2° La nécessité où l'on a toujours été réduit de cacher cette révélation à la multitude, de peur qu'elle n'en abuse en l'interprétant mal, et qu'elle ne se serve contre la foi des forces de la raison ou des puissances de la foi même pour égarer la raison que le vulgaire n'entend jamais bien;
3° L'existence d'une tradition secrète réservant aux souverains pontifes et aux maîtres temporels du monde la connaissance de ces mystères;
4° La perpétuité de certains signes ou pantacles exprimant ces mystères d'une manière hiéroglyphique, et connus des seuls adeptes.
L'Enchiridion serait un recueil de prières allégoriques, ayant pour clefs les pantacles les plus mystérieux de la kabbale.
Nous décrivons ici la figure des principaux pantacles de l'Enchiridion.
Le premier, qui est gravé sur la couverture même du livre, représente un triangle équilatéral renversé, inscrit dans un double cercle. Sur le triangle sont écrits de manière à former le tau prophétique, les deux mots םיהלאד Éloïm, et תואבא Sabaoth, qui signifie le Dieu des armées, l'équilibre des forces naturelles et l'harmonie des nombres. Aux trois côtés du triangle sont les trois grands noms הוהי, Jéhovah, יכבא, Adonaï, אכלא, Agla; au-dessus du nom de Jéhovah est écrit en latin formatio, au-dessus d'Adonaï, reformatio, et au-dessus d'Agla, transformatio. Ainsi la création est attribuée au Père, la rédemption ou la réforme au Fils, et la sanctification ou transformation au Saint-Esprit, suivant les lois mathématiques de l'action de la réaction et de l'équilibre. Jéhovah est en effet aussi la genèse ou la formation du dogme par la signification élémentaire des quatre lettres du tétragramme sacré; Adonaï est la réalisation de ce dogme en forme humaine, dans le Seigneur visible, qui est le fils de Dieu ou l'homme parfait; et Agla, comme nous l'avons assez longuement expliqué ailleurs, exprime la synthèse de tout le dogme et de toute la science kabbalistique, en indiquant clairement par les hiéroglyphes dont ce nom admirable est formé le triple secret du grand oeuvre.

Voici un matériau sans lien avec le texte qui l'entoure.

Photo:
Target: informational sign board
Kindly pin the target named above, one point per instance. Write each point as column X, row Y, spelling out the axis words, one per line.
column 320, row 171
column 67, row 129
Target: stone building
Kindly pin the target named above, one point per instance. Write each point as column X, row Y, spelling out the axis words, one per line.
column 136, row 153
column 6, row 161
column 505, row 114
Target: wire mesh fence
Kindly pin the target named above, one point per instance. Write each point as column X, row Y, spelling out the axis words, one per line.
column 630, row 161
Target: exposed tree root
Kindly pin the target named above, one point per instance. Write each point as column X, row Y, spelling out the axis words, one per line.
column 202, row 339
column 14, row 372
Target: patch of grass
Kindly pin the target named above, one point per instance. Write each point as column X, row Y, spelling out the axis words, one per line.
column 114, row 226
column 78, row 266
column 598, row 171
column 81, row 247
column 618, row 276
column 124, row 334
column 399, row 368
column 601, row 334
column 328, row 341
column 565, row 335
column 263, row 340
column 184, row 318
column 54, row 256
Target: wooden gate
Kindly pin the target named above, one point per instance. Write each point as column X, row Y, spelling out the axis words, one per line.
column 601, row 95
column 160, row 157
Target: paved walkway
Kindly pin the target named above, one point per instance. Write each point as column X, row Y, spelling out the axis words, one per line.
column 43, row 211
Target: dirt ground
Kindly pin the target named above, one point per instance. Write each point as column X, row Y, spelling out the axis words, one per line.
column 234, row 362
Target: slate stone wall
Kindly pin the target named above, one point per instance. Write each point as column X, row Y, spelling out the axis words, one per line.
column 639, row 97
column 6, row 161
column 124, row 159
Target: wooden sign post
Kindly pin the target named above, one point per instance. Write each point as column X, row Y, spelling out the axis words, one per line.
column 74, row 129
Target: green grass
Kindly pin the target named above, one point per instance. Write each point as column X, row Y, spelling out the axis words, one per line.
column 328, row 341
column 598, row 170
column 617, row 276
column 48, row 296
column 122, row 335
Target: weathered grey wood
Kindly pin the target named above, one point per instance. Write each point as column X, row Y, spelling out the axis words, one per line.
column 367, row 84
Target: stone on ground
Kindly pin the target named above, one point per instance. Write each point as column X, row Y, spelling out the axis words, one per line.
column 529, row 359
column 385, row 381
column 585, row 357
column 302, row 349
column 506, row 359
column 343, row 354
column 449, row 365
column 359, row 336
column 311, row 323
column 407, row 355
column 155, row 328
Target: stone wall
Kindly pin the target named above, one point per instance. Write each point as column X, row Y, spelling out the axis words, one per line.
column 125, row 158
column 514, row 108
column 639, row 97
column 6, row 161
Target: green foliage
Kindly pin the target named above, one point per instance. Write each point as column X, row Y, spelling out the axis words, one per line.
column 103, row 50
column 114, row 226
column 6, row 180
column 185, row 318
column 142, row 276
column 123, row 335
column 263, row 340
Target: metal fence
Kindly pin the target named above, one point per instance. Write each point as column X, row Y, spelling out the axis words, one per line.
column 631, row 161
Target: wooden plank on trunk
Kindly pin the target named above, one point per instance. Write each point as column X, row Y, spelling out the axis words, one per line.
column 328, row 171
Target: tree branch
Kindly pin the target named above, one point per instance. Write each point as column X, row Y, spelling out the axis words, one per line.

Le deuxième pantacle est une tête à triple visage, couronnée d'une tiare et sortant d'un vase plein d'eau. Ceux qui sont initiés aux mystères du Sohar comprendront l'allégorie de cette tête.
Le troisième est le double triangle formant l'étoile de Salomon.
Le quatrième est l'épée magique, avec cette légende: Deo duce, comite ferro, emblème du grand arcane et de la toute-puissance de l'initié.
Le cinquième est le problème de la taille humaine du Sauveur, résolu par le nombre quarante: c'est le nombre théologique des Séphiroths, multiplié par celui des réalisations naturelles.